Hey Brian.
I'm still thinking whether it is what I want - or not ;-)
Assume the following (arguably a bit made up) example:
One has a metric that counts the number of failed drives in a RAID. One drive fails so some alert starts firing. Eventually the computing centre replaces the drive and it starts rebuilding (guess it doesn't matter whether the rebuilding is still considered to cause an alert or not). Eventually it finishes and the alert should go away (and I should e.g. get a resolved message).
But because of keep_firing_for, it doesn't stop straight away.
Now before it does, yet another disk fails.
But for Prometheus, with keep_firing_for, it will be like the same alert.
As said, this example is a bit made up, because even without the keep firing for, I wouldn't see the next device if that fails *while* the first one is still failing.
But the point is, I will loose follow up alerts that are close to a previous one, when I use keep_firing_for to solve the flapping problem.

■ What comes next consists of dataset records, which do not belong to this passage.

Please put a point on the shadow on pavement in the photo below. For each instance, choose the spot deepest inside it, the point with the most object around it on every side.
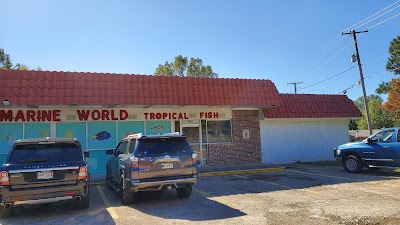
(167, 205)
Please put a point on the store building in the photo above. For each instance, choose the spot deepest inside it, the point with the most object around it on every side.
(306, 127)
(220, 117)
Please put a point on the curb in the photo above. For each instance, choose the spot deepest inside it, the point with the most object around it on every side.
(238, 172)
(227, 173)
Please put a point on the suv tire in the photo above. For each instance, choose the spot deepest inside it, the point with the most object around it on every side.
(184, 192)
(84, 203)
(6, 213)
(352, 164)
(127, 194)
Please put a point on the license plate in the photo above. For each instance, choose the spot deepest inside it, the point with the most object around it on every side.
(167, 166)
(45, 175)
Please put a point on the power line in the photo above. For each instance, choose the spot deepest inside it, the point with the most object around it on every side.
(376, 17)
(369, 77)
(331, 45)
(383, 21)
(327, 78)
(341, 50)
(295, 85)
(351, 27)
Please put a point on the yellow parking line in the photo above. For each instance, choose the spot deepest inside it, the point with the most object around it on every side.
(237, 172)
(283, 186)
(217, 199)
(323, 175)
(109, 208)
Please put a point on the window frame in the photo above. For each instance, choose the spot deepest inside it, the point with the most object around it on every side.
(230, 133)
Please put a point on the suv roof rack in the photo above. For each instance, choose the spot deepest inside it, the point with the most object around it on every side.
(138, 135)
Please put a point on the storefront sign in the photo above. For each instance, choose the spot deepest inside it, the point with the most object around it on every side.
(71, 114)
(29, 115)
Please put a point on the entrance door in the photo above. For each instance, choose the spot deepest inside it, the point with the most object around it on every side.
(192, 133)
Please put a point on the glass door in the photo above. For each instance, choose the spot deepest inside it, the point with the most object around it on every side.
(192, 133)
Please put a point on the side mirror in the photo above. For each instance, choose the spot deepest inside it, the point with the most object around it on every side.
(110, 152)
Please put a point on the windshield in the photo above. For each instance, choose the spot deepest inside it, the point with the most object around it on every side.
(56, 152)
(163, 146)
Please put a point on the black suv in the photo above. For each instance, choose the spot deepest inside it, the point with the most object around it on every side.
(152, 162)
(43, 171)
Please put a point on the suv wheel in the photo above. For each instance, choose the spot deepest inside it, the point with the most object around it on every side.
(184, 192)
(84, 203)
(6, 213)
(352, 164)
(108, 179)
(126, 192)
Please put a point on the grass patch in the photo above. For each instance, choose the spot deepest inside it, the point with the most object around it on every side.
(321, 163)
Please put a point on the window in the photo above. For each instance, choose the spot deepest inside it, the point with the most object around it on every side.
(383, 137)
(121, 148)
(219, 131)
(177, 126)
(132, 145)
(398, 136)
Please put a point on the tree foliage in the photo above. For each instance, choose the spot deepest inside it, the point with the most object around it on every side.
(6, 64)
(392, 106)
(5, 61)
(393, 63)
(183, 68)
(359, 102)
(383, 88)
(379, 117)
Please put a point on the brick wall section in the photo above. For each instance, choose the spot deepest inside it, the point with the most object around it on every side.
(241, 150)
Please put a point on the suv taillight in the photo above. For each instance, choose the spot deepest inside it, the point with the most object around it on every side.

Also, depending on how large I have to set keep_firing_for, I will also get resolve messages later... which depending on what one does with the alerts may also be less desirable.

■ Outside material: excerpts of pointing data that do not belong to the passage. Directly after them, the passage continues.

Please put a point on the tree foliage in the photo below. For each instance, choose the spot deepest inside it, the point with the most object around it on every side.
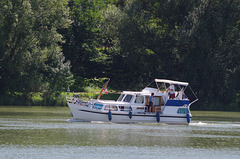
(31, 57)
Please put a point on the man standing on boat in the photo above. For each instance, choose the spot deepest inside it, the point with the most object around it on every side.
(150, 102)
(171, 90)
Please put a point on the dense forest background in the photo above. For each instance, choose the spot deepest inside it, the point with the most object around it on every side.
(47, 46)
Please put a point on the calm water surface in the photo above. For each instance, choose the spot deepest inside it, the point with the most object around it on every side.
(41, 132)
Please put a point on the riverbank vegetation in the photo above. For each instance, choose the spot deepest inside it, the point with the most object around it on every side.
(48, 46)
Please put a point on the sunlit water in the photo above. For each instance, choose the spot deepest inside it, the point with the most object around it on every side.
(40, 132)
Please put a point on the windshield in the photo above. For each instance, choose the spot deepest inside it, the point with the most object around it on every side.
(120, 97)
(128, 98)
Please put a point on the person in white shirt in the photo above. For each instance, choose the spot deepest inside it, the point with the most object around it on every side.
(171, 90)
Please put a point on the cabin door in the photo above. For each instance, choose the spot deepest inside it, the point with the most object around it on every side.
(157, 102)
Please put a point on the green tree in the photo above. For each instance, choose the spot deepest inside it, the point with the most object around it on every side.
(31, 58)
(209, 44)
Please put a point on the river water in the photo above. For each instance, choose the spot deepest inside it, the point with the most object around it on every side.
(42, 132)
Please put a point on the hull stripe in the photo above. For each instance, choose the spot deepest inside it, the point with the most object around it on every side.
(142, 115)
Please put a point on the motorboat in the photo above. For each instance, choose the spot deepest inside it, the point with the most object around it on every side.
(133, 106)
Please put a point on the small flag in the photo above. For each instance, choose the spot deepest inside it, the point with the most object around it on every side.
(106, 90)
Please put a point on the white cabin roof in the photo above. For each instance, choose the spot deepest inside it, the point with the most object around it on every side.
(171, 82)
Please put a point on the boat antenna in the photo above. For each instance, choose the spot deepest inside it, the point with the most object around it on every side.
(150, 83)
(104, 86)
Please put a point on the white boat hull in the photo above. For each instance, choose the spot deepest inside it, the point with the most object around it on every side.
(85, 113)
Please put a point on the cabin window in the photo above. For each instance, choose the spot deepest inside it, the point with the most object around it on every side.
(120, 97)
(128, 98)
(182, 111)
(139, 99)
(112, 107)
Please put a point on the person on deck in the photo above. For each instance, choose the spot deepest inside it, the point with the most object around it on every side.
(150, 102)
(171, 90)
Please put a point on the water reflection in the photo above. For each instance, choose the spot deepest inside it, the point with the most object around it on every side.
(56, 136)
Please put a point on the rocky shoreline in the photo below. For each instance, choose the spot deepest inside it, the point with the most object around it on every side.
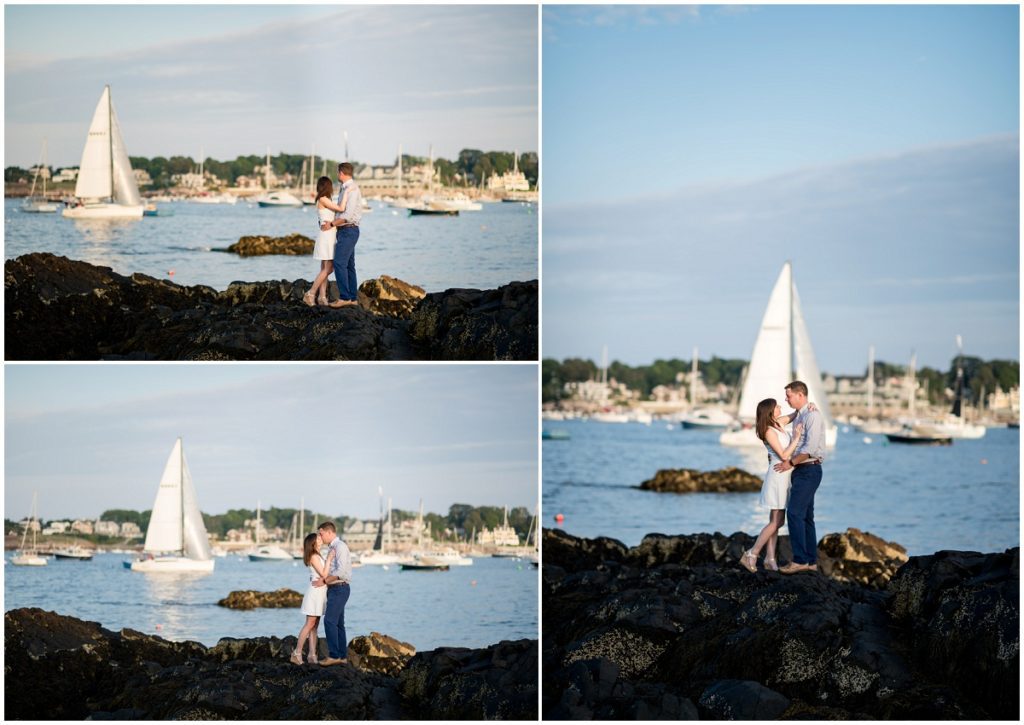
(61, 668)
(676, 629)
(61, 309)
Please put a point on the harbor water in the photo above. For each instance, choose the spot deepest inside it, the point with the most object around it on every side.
(467, 606)
(963, 497)
(483, 249)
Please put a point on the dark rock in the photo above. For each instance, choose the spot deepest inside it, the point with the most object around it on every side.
(60, 668)
(688, 480)
(380, 653)
(390, 296)
(637, 632)
(487, 325)
(58, 308)
(741, 699)
(295, 245)
(963, 612)
(453, 683)
(249, 599)
(860, 557)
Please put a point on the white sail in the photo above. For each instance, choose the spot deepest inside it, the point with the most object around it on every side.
(105, 171)
(95, 172)
(771, 360)
(781, 353)
(197, 544)
(176, 524)
(125, 186)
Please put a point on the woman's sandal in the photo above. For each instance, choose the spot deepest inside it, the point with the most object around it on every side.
(749, 561)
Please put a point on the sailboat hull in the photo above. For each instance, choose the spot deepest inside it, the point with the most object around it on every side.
(172, 564)
(39, 208)
(104, 211)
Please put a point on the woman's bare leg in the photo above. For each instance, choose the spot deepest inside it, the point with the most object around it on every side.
(312, 641)
(778, 516)
(320, 284)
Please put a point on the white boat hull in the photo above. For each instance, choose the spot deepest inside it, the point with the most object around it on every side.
(104, 211)
(171, 564)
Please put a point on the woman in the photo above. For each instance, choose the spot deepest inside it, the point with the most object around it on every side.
(314, 601)
(775, 489)
(324, 249)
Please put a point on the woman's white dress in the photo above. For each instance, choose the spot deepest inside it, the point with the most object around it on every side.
(775, 489)
(324, 249)
(314, 600)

Well what I meant is basically the same as a above, just outside of the flapping scenario (in which, I guess, the scrape failures last never longer than perhaps 1-10 mins):
- Imagine I have a node with several alerts firing (e.g. again that some upgrades aren't installed yet, or root fs has too much utilisation, things which typically last unless there's some manual intervention).

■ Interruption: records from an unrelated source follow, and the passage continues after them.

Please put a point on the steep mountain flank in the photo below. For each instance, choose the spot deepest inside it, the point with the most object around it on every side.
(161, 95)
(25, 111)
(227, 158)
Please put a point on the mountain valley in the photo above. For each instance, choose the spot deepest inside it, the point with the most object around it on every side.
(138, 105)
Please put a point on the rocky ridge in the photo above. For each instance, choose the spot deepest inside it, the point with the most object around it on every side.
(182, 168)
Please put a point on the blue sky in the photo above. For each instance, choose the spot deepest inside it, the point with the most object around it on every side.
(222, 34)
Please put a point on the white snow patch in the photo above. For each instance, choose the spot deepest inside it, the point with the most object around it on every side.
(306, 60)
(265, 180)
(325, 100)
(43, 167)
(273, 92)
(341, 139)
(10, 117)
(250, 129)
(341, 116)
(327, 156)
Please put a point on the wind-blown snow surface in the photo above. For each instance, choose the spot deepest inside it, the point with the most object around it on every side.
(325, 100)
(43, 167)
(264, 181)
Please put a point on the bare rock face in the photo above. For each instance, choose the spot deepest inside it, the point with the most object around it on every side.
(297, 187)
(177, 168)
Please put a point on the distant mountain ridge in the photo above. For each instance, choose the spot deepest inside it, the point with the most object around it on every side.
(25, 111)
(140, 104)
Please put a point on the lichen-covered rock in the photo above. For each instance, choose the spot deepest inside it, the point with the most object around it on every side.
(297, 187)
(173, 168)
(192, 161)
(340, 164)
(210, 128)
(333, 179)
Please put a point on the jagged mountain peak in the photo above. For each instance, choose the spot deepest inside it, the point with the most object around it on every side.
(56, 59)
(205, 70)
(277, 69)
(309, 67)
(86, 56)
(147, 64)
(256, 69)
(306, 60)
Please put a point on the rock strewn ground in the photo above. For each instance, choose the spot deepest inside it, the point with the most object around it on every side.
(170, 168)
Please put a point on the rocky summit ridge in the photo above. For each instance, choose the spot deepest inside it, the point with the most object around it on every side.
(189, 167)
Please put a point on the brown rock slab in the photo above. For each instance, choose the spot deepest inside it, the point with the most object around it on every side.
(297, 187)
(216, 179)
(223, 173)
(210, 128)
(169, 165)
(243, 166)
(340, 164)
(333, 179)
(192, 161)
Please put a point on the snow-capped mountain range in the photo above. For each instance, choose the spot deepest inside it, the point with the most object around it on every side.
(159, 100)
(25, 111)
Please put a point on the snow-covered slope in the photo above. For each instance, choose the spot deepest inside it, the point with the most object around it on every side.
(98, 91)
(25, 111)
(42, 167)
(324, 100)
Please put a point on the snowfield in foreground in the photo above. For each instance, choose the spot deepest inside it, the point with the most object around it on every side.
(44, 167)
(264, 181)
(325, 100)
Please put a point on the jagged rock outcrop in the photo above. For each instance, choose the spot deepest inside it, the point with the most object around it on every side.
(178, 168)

- Also, I have e.g. set my alert manager, to repeat these alerts say once a week (to nag the admin to finally do something about it).
What I'd expect should happen is e.g. the following:
- I already got the mails from the above alerts, so unless something changes, they should only be re-sent in a week.
- If one of those alerts resolves (e.g. someone frees up disk space), but disk space runs over my threshold again later, I'd like a new notification - now, not just in a week.
(but back now to the situation, where the alert is still running from the first time and only one mail has been sent)
What I e.g. I reboot the system. Maybe the admin upgraded the packages with security updates and also did some firmware upgrades which easily may take a while (we have servers where that runs for an hour or so... o.O).
So the system is down for one hour in which scraping fails (and the alert condition would be gone) and any reasonable keep_firing_for: (at least reasonable with it's current semantics) will also have run out already.
The system comes up again, but the over utilisation of the root fs is still there and the alert that had already fired before begins again respectively continues to do so.
At that point, we cannot really know,whether it's the same alert (i.e. the alert condition never resolved) or whether it's a new one (it did resolve but came back again.
(Well in my example we can be pretty sure it's the same one, since I rebooted - but generally speaking, when scrapes fail for a longer while, e.g. the network might be down, we cannot really know).
So question is, what would one want? A new alert (and new notification) or the same ongoing alert (and no new notification)?
Prometheus of course doesn't seem to track the state of an alert (at least not as far as I understand), except for keep_firing_for.
So it will always consider this a new alert (unless keep_firing_for is in effect).
But in practise, from a sysadmin PoV, I'd likely want it to consider the alert the same (and sent no new notification, until in one week).
Why? Well, even if it was actually a new alert I cannot know anyway (since there is no monitoring). And I will know that something is fishy on the system, because I have gotten another alert, that it was down (so if I want, I can investigate in more depth).
Apart from that, newly send alerts - after I had e.g. my little firmware upgrades downtime - would be rather like spam.
It's basically the same scenario as above with the flapping alerts, just that i takes expectedly much longer, and one likely doesn't want to set keep_firing_for: (in it's current implementation) to anything longer than ~10m, because otherwise resolved messages would come in quite delayed.
Again, I think a solution my be an alternative to keep_firing_for: which takes into account whether the respective target is up or not. And this should IMO then even allow to set an infinite value, which would cause the alert to keep firing unless Prometheus saw at least once no outcome from the expression, while the target was up.
"Target" might need to be actually targetS ... if one can combine them together in an expression.